The Game Board of Life
This is a hazardous subject, on two levels.
First, as Jeanine Cummins wore a target after writing “American Dirt,” a novel about migrants in flight from violence even though she is white and privileged, I am writing this as an outsider. While my association with the subject is close and personal, it is also as an interloper. Secondly, I suspect this is a subject many if not most FLT readers do not care about and imagine is foreign to them. Meh.
“Ballislife” is a contraction of three words into one, known worldwide among those passionate about basketball. Basketball has a culture unto itself that extends far beyond the game. In fact, for many it is a cultural silo in which to live a safe distance from the threat of the white Euro-centric superstructure that forms the scaffolding of every institution controlling our lives – including basketball. Its culture offers a restful illusion within which to live while the disinterested and hostile world of white dominance carries on with itself.
White ballers can be citizens of ballislife too, so long as they are real ballers. It is a world that makes room for all kinds of people who are totally passionate about basketball, so long as they are not living a double-life – urban by day and suburban by night (neither of which is exactly about the geography of where one lives). In its comprehensiveness, ballislife is akin to the military or various religious cultures as a world unto itself. Others can see into it from the outside but are unable to be in it without becoming a full citizen of it. Like any subculture, it is preyed upon by commercial interests marketing it with a vengeance, and in the process, extending its visibility to those on the outside.
Beyond the ballislife bubble, there may have been some confusion about the blanket of media coverage regarding Kobe Bryant’s sudden death. For anyone watching basketball games on Sunday, the pall was palpable. Grief slammed the ballislife world the way sudden death always does, with a disorienting shock from hearing the news while unable to believe it. To be alive without the deceased seems impossible. Life is still taking place, going on as if nothing had happened even though everything is changed. Such was the experience of Kobe’s passing within the ballislife world.
Kobe was a member of the Holy Trinity: Michael Jordan, LeBron James, and Kobe. While theologians argue about which one was god, son, or spirit, there is no doubting each one’s divinity. Now one of them is dead.

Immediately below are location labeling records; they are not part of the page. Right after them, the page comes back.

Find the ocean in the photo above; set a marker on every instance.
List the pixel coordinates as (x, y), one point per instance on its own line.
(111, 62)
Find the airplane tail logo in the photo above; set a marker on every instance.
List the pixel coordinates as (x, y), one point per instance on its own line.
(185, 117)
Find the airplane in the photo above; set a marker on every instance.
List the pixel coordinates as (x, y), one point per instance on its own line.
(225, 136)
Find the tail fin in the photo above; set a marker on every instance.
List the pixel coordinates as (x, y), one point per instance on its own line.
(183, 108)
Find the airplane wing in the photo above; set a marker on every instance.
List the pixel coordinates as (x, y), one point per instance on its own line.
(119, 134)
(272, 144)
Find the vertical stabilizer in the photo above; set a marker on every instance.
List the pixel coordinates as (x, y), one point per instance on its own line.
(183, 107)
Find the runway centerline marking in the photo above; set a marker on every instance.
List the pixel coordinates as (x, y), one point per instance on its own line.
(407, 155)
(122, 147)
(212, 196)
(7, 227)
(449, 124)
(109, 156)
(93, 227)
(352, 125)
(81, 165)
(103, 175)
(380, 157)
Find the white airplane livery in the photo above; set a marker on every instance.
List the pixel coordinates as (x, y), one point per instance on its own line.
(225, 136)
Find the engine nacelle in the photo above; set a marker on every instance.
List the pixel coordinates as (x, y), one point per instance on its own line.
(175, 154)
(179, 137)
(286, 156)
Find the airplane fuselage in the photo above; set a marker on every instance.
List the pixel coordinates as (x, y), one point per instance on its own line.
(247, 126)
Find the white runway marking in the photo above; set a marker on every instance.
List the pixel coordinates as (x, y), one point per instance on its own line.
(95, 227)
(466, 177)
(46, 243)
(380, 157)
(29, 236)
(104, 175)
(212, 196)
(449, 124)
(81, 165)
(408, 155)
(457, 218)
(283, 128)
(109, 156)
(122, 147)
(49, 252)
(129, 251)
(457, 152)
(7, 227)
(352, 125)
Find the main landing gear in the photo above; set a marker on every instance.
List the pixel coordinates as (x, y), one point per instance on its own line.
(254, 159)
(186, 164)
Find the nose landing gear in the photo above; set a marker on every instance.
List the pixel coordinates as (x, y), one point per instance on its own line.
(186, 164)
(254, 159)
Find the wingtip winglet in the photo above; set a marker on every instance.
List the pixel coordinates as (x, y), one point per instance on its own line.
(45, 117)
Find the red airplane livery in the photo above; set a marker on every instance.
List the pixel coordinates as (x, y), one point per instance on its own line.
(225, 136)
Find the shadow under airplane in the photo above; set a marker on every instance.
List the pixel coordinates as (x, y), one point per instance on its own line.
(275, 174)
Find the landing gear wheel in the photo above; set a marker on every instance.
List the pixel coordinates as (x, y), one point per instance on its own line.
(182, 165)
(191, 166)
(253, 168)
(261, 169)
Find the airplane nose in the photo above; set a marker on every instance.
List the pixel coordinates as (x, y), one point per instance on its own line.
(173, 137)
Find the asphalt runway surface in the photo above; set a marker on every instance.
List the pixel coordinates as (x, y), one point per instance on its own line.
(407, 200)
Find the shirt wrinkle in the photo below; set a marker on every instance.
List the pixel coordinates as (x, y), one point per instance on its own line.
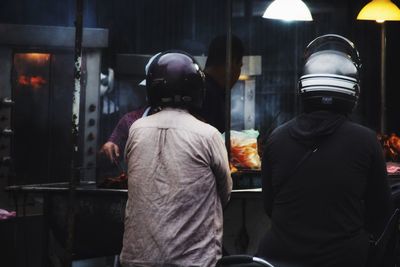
(178, 175)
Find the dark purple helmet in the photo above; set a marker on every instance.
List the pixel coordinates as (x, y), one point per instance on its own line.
(330, 79)
(174, 79)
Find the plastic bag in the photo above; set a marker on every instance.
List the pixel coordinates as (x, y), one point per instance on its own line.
(244, 152)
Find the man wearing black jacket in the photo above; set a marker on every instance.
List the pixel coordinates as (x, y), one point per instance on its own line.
(324, 177)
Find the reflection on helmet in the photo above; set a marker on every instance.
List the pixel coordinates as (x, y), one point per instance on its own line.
(330, 79)
(174, 79)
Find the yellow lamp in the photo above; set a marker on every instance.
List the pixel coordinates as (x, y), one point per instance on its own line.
(381, 11)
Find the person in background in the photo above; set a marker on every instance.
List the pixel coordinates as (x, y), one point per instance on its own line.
(178, 173)
(324, 178)
(213, 111)
(115, 144)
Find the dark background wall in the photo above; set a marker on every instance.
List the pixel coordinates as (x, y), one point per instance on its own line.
(150, 26)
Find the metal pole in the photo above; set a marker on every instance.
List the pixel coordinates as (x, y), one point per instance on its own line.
(228, 77)
(383, 78)
(75, 174)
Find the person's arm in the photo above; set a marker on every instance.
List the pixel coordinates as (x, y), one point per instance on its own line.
(112, 148)
(220, 168)
(378, 201)
(267, 191)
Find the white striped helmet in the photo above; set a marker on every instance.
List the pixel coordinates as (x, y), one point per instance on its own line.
(330, 79)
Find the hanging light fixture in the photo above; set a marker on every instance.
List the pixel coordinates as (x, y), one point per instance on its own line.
(288, 10)
(381, 11)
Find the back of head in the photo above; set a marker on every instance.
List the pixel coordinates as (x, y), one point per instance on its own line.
(330, 78)
(174, 79)
(216, 55)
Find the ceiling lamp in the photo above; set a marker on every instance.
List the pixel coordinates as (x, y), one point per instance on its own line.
(379, 10)
(288, 10)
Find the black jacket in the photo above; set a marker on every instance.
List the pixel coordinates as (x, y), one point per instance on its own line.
(323, 212)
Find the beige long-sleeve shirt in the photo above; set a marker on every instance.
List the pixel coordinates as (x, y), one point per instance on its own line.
(178, 182)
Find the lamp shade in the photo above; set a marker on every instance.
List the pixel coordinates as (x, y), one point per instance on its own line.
(379, 10)
(288, 10)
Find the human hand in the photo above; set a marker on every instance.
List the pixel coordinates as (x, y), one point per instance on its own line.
(111, 150)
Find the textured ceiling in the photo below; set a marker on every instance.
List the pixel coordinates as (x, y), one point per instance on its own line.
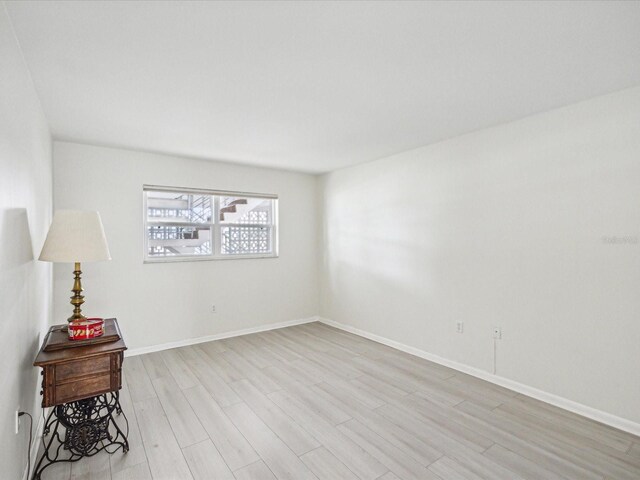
(314, 86)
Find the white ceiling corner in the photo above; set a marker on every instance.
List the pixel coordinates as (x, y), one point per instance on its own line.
(315, 86)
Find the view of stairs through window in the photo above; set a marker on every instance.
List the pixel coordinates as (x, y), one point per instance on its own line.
(181, 224)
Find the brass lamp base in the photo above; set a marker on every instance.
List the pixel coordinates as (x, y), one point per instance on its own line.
(77, 299)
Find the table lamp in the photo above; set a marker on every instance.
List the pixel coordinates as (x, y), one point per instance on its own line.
(75, 236)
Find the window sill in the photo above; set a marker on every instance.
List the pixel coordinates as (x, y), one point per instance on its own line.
(208, 258)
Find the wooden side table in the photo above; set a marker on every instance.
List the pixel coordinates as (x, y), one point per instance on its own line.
(81, 384)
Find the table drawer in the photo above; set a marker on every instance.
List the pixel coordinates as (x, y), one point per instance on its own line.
(87, 387)
(82, 367)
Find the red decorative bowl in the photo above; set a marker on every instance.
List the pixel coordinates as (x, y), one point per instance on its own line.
(85, 329)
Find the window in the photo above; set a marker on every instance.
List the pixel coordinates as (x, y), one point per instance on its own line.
(189, 224)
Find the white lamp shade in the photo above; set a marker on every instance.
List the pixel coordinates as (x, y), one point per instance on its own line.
(75, 236)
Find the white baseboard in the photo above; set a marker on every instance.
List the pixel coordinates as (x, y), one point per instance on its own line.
(35, 445)
(575, 407)
(218, 336)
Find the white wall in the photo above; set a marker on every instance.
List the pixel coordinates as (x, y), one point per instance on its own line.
(25, 213)
(506, 226)
(169, 302)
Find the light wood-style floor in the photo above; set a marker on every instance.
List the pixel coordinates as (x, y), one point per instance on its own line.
(311, 402)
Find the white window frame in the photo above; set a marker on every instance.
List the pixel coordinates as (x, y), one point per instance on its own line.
(215, 225)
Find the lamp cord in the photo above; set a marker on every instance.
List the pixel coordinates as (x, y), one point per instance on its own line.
(30, 441)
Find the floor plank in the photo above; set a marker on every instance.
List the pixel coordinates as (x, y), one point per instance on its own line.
(233, 447)
(205, 462)
(165, 457)
(274, 452)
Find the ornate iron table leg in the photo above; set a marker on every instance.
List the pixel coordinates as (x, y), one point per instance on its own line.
(82, 429)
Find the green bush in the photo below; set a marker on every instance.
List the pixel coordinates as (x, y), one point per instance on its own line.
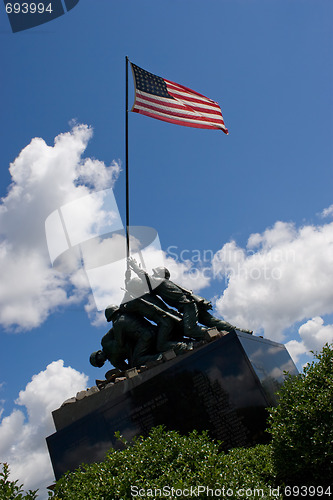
(301, 453)
(302, 425)
(10, 490)
(167, 459)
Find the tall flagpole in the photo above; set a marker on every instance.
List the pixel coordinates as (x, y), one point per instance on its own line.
(127, 175)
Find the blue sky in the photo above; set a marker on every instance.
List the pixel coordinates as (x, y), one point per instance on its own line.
(249, 214)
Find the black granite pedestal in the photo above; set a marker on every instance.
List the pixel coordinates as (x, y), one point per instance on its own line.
(224, 387)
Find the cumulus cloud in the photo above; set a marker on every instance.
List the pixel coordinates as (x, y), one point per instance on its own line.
(284, 276)
(327, 212)
(45, 178)
(22, 440)
(314, 335)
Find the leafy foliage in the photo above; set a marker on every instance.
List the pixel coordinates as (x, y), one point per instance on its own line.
(165, 458)
(302, 424)
(10, 490)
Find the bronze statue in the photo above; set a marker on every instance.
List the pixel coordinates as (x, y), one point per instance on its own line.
(168, 321)
(132, 338)
(160, 284)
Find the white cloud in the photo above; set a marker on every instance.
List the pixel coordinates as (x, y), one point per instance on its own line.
(284, 276)
(44, 178)
(314, 335)
(327, 212)
(22, 442)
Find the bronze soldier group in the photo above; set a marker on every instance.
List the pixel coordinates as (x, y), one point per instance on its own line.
(155, 315)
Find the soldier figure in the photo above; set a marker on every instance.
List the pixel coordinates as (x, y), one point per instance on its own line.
(169, 324)
(132, 338)
(160, 284)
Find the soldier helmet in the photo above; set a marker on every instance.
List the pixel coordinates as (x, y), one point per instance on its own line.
(110, 311)
(97, 359)
(161, 272)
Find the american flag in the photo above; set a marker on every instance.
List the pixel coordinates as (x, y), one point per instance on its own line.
(174, 103)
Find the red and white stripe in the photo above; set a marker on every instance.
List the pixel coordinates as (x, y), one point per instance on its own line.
(188, 108)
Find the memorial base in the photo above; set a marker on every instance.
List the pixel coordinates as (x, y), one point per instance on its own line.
(224, 387)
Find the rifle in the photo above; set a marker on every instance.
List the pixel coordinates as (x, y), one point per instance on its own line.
(150, 304)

So, for those of you looking on and wondering why all the fuss about Kobe, some of it cannot be explained without first understanding that ball is life. It is a moment in our national experience to remember that we do not all live the same reality – that truly, we are living very different experiences while breathing the same air. We cannot have civility and national cohesion without fully accepting and appreciating that we are very different from one another because of our circumstances and our choices. Those differences are not only beautiful, they have the potential to make all of us whole. We need to honor those differences instead of being repulsed or hostile when bumping into them.